Sometimes Always Never (2018)

So, this is the first review since my big announcement, for those who missed it, it’s here. So with that in mind, what piece of horror media will I review to get in the mood for it? Oh, it’s a film about scrabble. It does feature death, maybe. It’s about a family struggling with someone running away years ago, and still suffering from not knowing what happened. The father copes by playing scrabble. Yeah, it’s strange, but within the context of the film, it works. This film is all about the script and the characters, and it completely nails both of those. The dialogue is razor-sharp and the characters are all well-defined to the point where you feel you have already met these characters.

The way they interact with each other is really sweet too, you understand the family dynamics easily and it’s incredibly heartwarming at times. So why have I not raved about great this movie is to everybody? From a technical standpoint, it looks a little cheap. I’m not sure if it was a stylistic choice or not but it didn’t really work for me. Also whilst the script is good, the story kind of meanders and doesn’t do enough. Characters are heavily focused on for one scene then never mentioned again. It aims for a slice-of-life dramedy but adds a bit too many plotlines which go unresolved to really seem satisfying. It seems at time that the story doesn’t know what it’s about so aims for as many themes as possible in the hopes of finally grasping onto one. The title comes from a discussion about buttons on suits (you sometimes do the top one up, always do the middle one up, and never do the bottom one), it seems a bit weird for a film where the themes are scrabble and words, to take the title from a rule about suit-buttons. It’s like they put that scene in just to explain the title.

The cast are pretty damn good in this though. Bill Nighy’s accent sometimes wavers but never too distractingly. Alice Lowe continues to be great, Louis Healy has a future in ITV dramas, and Sam Riley really shows off his range.

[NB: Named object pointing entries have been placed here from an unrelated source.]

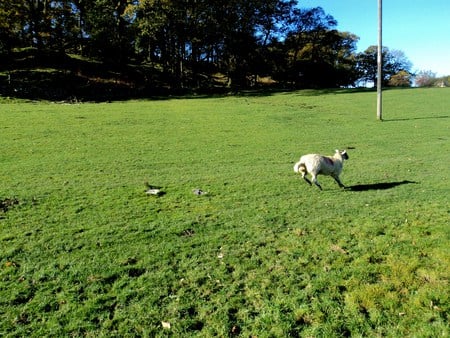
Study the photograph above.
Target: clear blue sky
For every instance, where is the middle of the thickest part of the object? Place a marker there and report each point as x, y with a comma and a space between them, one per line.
419, 28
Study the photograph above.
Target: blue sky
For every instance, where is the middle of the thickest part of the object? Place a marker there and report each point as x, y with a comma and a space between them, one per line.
419, 28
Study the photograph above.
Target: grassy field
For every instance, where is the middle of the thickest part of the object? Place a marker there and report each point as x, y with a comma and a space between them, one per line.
85, 252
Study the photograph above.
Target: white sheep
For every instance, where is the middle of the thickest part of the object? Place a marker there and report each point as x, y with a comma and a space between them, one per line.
316, 164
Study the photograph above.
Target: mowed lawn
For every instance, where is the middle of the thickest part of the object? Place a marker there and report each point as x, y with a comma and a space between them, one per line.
84, 251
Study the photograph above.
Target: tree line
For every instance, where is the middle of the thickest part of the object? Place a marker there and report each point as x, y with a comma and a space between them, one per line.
187, 41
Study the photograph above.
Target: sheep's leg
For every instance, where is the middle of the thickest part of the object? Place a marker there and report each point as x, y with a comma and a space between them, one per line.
314, 179
338, 181
306, 178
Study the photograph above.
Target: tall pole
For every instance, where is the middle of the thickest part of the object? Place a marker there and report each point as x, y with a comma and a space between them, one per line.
380, 61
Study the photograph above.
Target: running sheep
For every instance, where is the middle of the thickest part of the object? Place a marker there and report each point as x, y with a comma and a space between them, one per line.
316, 164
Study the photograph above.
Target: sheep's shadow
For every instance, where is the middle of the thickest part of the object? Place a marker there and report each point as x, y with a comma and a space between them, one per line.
378, 186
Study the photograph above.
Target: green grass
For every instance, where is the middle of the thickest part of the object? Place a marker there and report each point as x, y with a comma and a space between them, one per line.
86, 252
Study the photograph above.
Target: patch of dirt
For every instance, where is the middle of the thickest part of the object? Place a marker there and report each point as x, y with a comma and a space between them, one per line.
7, 203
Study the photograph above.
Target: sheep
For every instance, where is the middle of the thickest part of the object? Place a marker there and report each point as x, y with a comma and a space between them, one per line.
316, 164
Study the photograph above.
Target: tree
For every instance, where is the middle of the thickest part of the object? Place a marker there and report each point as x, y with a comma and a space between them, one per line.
318, 55
425, 78
400, 79
393, 62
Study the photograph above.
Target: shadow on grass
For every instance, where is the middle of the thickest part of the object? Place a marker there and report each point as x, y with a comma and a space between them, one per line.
418, 118
378, 186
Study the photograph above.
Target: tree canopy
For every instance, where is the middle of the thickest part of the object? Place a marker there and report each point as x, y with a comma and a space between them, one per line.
186, 43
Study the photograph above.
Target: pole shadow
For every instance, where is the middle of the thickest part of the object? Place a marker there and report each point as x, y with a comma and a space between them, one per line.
378, 186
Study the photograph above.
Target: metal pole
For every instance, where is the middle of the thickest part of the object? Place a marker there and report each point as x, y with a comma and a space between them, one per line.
380, 61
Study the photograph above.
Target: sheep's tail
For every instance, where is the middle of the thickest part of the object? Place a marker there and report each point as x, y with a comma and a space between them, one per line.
299, 166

The oddest highlight for me was Ella-Grace Gregoire. She’s not in it for long but has great screen presence and her natural charm lights up the scenes she’s in. This is helped by tremendous chemistry with the aforementioned Healy and Lowe. Interested to see what she does next and looking forward to it.

There is a really heartwarming and lovely film within this, it just tries a bit too hard to be a mix of Wes Anderson and quirky British drama, whilst never really approaching the heights needed for both.